Author:
S3 Research Team
PepsiCo’s (PEP) historical short position trends show a pattern of predicting stock declines before earnings. Recent behavior suggests a possible bullish reversal if historical trends continue.
Recently, PEP has exhibited a negative correlation between short positions and its stock price, with the stock falling as the short position increased. The shorts have been right, or they are doing a momentum strategy.
Historical patterns indicate that PEP tends to behave in a certain way around earnings announcements.
The short position in PEP tends to follow a similar performance pattern both before and after earnings announcements. This week, the short position has decreased, and we expect it to continue to rise.

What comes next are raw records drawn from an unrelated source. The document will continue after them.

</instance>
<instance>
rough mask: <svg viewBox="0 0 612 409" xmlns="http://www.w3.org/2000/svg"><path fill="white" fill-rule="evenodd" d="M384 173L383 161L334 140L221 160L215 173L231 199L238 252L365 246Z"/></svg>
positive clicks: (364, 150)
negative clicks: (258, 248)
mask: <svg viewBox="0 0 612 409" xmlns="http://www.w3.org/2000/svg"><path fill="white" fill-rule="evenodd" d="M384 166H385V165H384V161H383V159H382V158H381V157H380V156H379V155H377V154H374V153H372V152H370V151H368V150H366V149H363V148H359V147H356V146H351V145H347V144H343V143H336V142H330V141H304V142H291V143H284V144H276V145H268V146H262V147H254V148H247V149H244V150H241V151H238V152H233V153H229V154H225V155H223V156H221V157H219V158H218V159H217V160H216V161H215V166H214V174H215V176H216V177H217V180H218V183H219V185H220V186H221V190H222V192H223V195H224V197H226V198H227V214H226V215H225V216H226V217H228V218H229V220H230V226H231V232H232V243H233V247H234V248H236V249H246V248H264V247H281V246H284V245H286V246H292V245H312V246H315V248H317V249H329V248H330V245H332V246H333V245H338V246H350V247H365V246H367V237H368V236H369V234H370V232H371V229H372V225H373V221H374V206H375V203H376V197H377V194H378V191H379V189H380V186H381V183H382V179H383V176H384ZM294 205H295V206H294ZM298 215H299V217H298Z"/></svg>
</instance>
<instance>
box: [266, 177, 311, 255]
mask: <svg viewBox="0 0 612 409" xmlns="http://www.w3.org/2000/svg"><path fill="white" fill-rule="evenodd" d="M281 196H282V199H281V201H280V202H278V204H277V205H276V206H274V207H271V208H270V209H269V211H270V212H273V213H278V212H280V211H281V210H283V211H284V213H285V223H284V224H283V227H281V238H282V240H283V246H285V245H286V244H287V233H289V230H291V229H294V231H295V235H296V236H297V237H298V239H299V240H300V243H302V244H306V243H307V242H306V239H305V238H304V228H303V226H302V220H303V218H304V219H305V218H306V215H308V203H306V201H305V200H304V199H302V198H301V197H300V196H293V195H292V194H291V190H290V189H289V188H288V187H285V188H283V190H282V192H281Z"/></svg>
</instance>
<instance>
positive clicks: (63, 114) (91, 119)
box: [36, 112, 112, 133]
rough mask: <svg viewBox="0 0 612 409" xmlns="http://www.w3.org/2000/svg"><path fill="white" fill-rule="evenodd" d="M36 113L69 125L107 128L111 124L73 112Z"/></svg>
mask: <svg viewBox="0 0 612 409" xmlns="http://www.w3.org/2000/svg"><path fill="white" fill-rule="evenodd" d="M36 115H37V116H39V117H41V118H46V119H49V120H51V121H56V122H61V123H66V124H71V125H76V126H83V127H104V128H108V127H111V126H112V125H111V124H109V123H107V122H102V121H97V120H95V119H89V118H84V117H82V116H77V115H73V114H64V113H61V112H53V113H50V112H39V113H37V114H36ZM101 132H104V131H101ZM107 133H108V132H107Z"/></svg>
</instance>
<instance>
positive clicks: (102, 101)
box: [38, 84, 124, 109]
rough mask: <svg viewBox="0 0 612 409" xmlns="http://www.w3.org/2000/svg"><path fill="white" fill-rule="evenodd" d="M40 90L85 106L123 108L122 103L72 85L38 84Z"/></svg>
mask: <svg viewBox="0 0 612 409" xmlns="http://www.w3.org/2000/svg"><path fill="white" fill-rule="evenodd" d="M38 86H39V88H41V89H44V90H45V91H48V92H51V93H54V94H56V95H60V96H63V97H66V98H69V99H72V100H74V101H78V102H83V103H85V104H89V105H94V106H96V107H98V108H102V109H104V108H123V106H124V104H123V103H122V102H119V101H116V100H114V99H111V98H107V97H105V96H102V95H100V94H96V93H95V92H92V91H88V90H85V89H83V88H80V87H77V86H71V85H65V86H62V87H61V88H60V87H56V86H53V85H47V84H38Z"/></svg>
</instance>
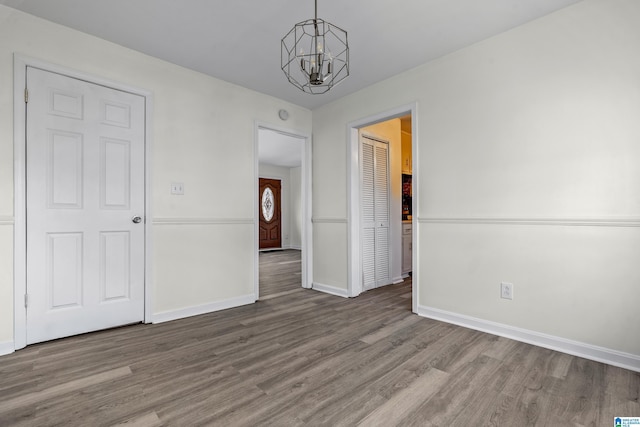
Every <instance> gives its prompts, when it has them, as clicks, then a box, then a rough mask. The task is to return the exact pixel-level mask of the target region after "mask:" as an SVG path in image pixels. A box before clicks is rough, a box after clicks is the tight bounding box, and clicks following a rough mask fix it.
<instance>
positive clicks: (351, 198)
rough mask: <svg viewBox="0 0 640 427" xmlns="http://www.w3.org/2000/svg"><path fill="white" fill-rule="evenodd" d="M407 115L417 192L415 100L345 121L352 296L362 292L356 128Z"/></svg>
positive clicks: (374, 123) (416, 162)
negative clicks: (346, 127) (363, 115)
mask: <svg viewBox="0 0 640 427" xmlns="http://www.w3.org/2000/svg"><path fill="white" fill-rule="evenodd" d="M407 114H410V115H411V154H412V157H413V159H415V160H414V163H413V164H414V167H413V171H412V174H413V177H412V186H413V194H416V195H417V194H418V183H419V180H418V173H419V167H418V162H417V159H418V144H417V141H418V126H417V114H418V105H417V103H413V104H409V105H405V106H401V107H398V108H394V109H391V110H388V111H384V112H382V113H379V114H375V115H373V116H369V117H365V118H363V119H360V120H356V121H353V122H350V123H348V124H347V141H348V144H347V159H348V161H347V176H348V178H347V180H348V188H347V190H348V194H347V199H348V203H349V206H348V209H349V213H348V215H349V220H348V236H347V242H348V243H347V251H348V255H347V256H348V264H347V269H348V283H347V291H348V296H349V297H356V296H358V295H360V294H361V293H362V292H363V289H362V254H361V245H360V227H361V221H360V150H359V148H360V140H359V137H358V133H359V132H358V131H359V129H360V128H363V127H366V126H370V125H373V124H376V123H380V122H384V121H387V120H391V119H395V118H398V117H402V116H406V115H407ZM416 199H417V198H414V200H413V212H412V218H414V219H413V220H412V238H413V253H412V255H413V260H412V262H413V274H412V293H411V294H412V296H411V298H412V310H413V312H414V313H417V311H418V301H419V299H418V286H417V283H418V281H419V264H418V259H419V256H418V254H419V250H420V245H419V242H418V240H417V236H418V221H416V220H415V219H416V218H418V217H419V213H418V208H419V206H418V203H416V202H415V200H416Z"/></svg>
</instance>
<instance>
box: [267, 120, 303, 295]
mask: <svg viewBox="0 0 640 427" xmlns="http://www.w3.org/2000/svg"><path fill="white" fill-rule="evenodd" d="M310 151H311V150H310V138H309V136H307V135H302V134H297V133H295V132H291V131H287V130H283V129H276V128H274V127H271V126H267V125H258V126H257V130H256V160H257V165H256V179H255V180H256V197H255V200H256V208H255V215H256V264H255V265H256V277H255V280H256V282H255V292H256V299H266V298H273V297H274V296H278V295H286V294H287V293H288V292H291V291H293V290H297V289H300V288H307V287H310V284H311V279H310V272H311V268H310V267H311V263H310V260H311V256H310V250H309V249H310V247H311V246H310V237H311V232H310V228H311V218H310V214H311V209H310V200H311V182H310V177H311V173H310V172H311V171H310Z"/></svg>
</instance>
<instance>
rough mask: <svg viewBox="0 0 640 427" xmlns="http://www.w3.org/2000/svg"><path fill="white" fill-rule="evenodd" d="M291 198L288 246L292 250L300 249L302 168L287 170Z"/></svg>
mask: <svg viewBox="0 0 640 427" xmlns="http://www.w3.org/2000/svg"><path fill="white" fill-rule="evenodd" d="M289 183H290V190H291V192H290V196H291V208H290V209H291V210H290V212H291V221H290V227H289V233H290V239H289V244H290V246H291V248H292V249H302V167H297V168H291V169H289Z"/></svg>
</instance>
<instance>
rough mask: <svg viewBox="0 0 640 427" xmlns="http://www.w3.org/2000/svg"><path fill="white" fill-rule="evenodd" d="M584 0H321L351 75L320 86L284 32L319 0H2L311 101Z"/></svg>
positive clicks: (330, 98)
mask: <svg viewBox="0 0 640 427" xmlns="http://www.w3.org/2000/svg"><path fill="white" fill-rule="evenodd" d="M578 1H580V0H482V1H480V0H405V1H398V2H390V1H389V0H318V18H321V19H324V20H326V21H328V22H330V23H332V24H335V25H337V26H339V27H341V28H343V29H345V30H346V31H347V32H348V37H349V49H350V51H349V55H350V61H351V63H350V76H349V77H348V78H347V79H346V80H344V81H343V82H342V83H340V84H339V85H338V86H336V87H334V88H333V89H332V90H331V91H329V92H328V93H325V94H322V95H309V94H306V93H303V92H301V91H300V90H299V89H297V88H295V87H294V86H293V85H291V84H290V83H289V82H288V81H287V79H286V77H285V75H284V73H283V72H282V70H281V69H280V40H281V38H282V37H283V36H284V35H285V34H287V32H289V30H290V29H291V28H292V27H293V25H294V24H296V23H298V22H300V21H304V20H307V19H309V18H313V13H314V3H313V1H312V0H268V1H265V0H236V1H222V0H180V1H177V0H135V1H132V0H108V1H105V0H0V4H4V5H6V6H9V7H13V8H16V9H19V10H22V11H24V12H27V13H30V14H33V15H36V16H39V17H42V18H44V19H47V20H50V21H53V22H57V23H59V24H62V25H66V26H68V27H71V28H75V29H77V30H80V31H83V32H85V33H89V34H93V35H95V36H98V37H100V38H103V39H106V40H110V41H112V42H114V43H117V44H120V45H122V46H126V47H129V48H131V49H135V50H137V51H140V52H143V53H146V54H148V55H152V56H155V57H158V58H161V59H164V60H166V61H169V62H172V63H174V64H178V65H181V66H184V67H187V68H190V69H193V70H197V71H200V72H202V73H205V74H208V75H211V76H213V77H216V78H219V79H222V80H225V81H228V82H231V83H235V84H238V85H240V86H244V87H247V88H250V89H253V90H256V91H258V92H262V93H265V94H268V95H272V96H275V97H277V98H280V99H284V100H286V101H289V102H292V103H294V104H298V105H300V106H303V107H306V108H309V109H314V108H316V107H319V106H321V105H324V104H326V103H329V102H331V101H333V100H336V99H338V98H340V97H342V96H345V95H347V94H350V93H353V92H355V91H358V90H360V89H362V88H364V87H366V86H369V85H371V84H373V83H376V82H379V81H381V80H384V79H386V78H388V77H391V76H393V75H395V74H398V73H400V72H402V71H405V70H408V69H410V68H413V67H416V66H418V65H420V64H423V63H425V62H428V61H430V60H432V59H435V58H438V57H440V56H443V55H446V54H447V53H450V52H453V51H455V50H458V49H460V48H462V47H465V46H468V45H471V44H473V43H476V42H478V41H480V40H483V39H486V38H488V37H491V36H493V35H496V34H499V33H501V32H503V31H506V30H508V29H510V28H513V27H516V26H518V25H521V24H523V23H525V22H528V21H531V20H533V19H536V18H539V17H541V16H543V15H546V14H549V13H551V12H553V11H555V10H558V9H561V8H563V7H566V6H568V5H570V4H573V3H577V2H578Z"/></svg>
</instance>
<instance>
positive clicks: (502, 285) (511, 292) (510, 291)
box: [500, 282, 513, 299]
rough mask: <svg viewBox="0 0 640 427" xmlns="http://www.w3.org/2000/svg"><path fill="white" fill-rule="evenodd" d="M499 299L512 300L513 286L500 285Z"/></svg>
mask: <svg viewBox="0 0 640 427" xmlns="http://www.w3.org/2000/svg"><path fill="white" fill-rule="evenodd" d="M500 298H504V299H513V284H511V283H505V282H502V283H500Z"/></svg>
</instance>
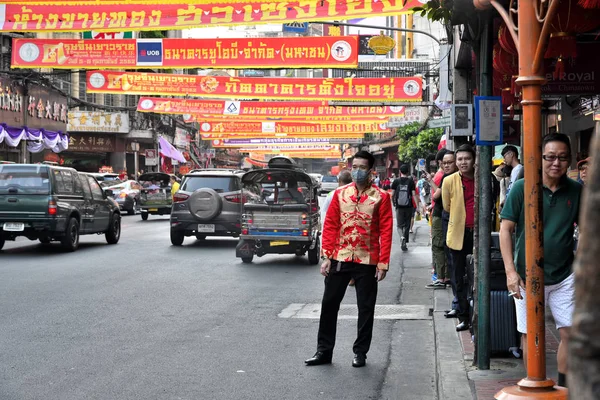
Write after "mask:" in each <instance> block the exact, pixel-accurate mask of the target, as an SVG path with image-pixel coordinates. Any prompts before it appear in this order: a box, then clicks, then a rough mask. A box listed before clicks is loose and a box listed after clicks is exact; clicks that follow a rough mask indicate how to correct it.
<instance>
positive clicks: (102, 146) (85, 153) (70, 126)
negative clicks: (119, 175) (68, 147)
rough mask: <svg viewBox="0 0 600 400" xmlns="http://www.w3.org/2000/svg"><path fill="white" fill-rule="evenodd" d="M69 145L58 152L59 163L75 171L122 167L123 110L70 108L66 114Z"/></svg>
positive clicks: (127, 132)
mask: <svg viewBox="0 0 600 400" xmlns="http://www.w3.org/2000/svg"><path fill="white" fill-rule="evenodd" d="M68 132H69V135H70V138H69V148H68V150H67V151H64V152H63V153H61V154H60V156H61V158H62V164H63V165H65V166H69V167H73V168H75V169H77V170H79V171H86V172H98V171H99V170H100V169H101V168H103V167H110V168H112V170H113V171H115V172H121V171H122V170H124V169H125V167H126V166H125V151H126V145H125V134H127V133H129V115H128V114H127V113H116V112H104V111H95V112H90V111H73V112H70V113H69V124H68Z"/></svg>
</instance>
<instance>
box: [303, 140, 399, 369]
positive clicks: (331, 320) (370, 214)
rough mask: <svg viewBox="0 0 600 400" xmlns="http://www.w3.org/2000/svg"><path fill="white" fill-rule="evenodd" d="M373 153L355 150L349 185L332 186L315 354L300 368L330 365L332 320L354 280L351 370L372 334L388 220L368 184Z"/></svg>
mask: <svg viewBox="0 0 600 400" xmlns="http://www.w3.org/2000/svg"><path fill="white" fill-rule="evenodd" d="M374 164H375V158H374V157H373V155H371V154H370V153H368V152H366V151H359V152H358V153H356V155H355V156H354V160H353V162H352V180H353V183H351V184H350V185H346V186H343V187H341V188H338V189H337V190H336V191H335V193H334V194H333V199H332V200H331V204H330V206H329V209H328V210H327V215H326V217H325V223H324V226H323V244H322V249H321V259H323V263H322V264H321V274H322V275H323V276H325V292H324V294H323V301H322V303H321V319H320V323H319V334H318V338H317V352H316V353H315V355H314V356H313V357H311V358H309V359H308V360H306V361H305V363H306V365H321V364H330V363H331V359H332V356H333V347H334V345H335V334H336V328H337V316H338V311H339V308H340V303H341V302H342V300H343V299H344V294H345V293H346V288H347V287H348V282H350V279H354V280H355V288H356V300H357V303H358V337H357V339H356V341H355V342H354V346H353V350H354V360H353V361H352V366H353V367H364V366H365V364H366V361H365V360H366V358H367V352H368V351H369V348H370V346H371V338H372V336H373V321H374V318H375V301H376V299H377V282H378V281H380V280H382V279H384V278H385V275H386V273H387V270H388V267H389V263H390V251H391V248H392V232H393V225H394V219H393V215H392V203H391V199H390V196H389V194H388V193H387V192H385V191H383V190H381V189H380V188H378V187H377V186H376V185H374V184H373V183H372V182H371V179H370V177H371V171H372V169H373V165H374Z"/></svg>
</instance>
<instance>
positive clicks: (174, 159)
mask: <svg viewBox="0 0 600 400" xmlns="http://www.w3.org/2000/svg"><path fill="white" fill-rule="evenodd" d="M158 145H159V148H160V154H162V155H163V156H164V157H169V158H172V159H173V160H177V161H179V162H181V163H185V162H187V161H186V159H185V157H184V156H183V154H181V152H180V151H179V150H177V149H176V148H175V147H173V145H172V144H171V143H169V142H167V141H166V140H165V138H163V137H162V136H161V137H159V138H158Z"/></svg>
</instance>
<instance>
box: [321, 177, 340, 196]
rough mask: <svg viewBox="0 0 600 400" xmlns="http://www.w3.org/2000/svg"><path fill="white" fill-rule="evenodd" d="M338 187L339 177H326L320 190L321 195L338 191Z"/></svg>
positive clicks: (321, 182)
mask: <svg viewBox="0 0 600 400" xmlns="http://www.w3.org/2000/svg"><path fill="white" fill-rule="evenodd" d="M337 187H338V182H337V176H333V175H325V176H323V178H322V179H321V188H320V189H319V194H327V193H329V192H332V191H334V190H335V189H337Z"/></svg>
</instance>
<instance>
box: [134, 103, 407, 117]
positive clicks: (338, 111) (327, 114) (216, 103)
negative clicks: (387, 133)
mask: <svg viewBox="0 0 600 400" xmlns="http://www.w3.org/2000/svg"><path fill="white" fill-rule="evenodd" d="M137 110H138V111H139V112H153V113H164V114H179V115H184V118H185V117H187V118H186V119H188V120H189V121H187V122H195V121H196V120H199V119H201V117H200V116H206V117H208V116H212V117H228V118H229V117H231V118H236V119H266V118H281V119H288V118H310V119H311V120H314V119H315V118H330V120H333V119H340V118H344V117H347V118H371V117H373V118H381V117H389V116H395V117H403V116H404V107H403V106H372V107H346V106H344V107H341V106H336V107H334V106H329V105H327V102H326V101H278V102H264V101H225V100H200V99H168V98H158V97H140V100H139V102H138V107H137ZM324 120H326V119H324Z"/></svg>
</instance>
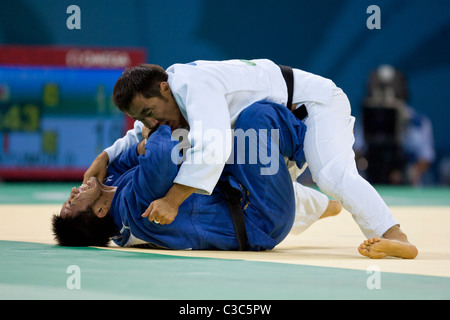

The short position also serves as a predictor of subsequent stock movements. When the short position increases before earnings, the stock tends to decline afterwards, indicating that short sellers have been correct on average.
A decrease in the short position is typically viewed as a bullish signal for the stock moving forward.
PEP tends to experience mild reversals when the stock is down, and since it is down this week, this historical pattern may be bullish.
Historically, PEP stock tends to rise by approximately 2%, independent of prior stock performance and short positions.
If historical patterns continue, with the 2% stock rise, with short position and return all in the past signally positive returns, the earnings return could be positive.
PEP's short position dynamics indicate a potential bullish movement ahead of earnings. Watching for a reversal as the stock has recently declined.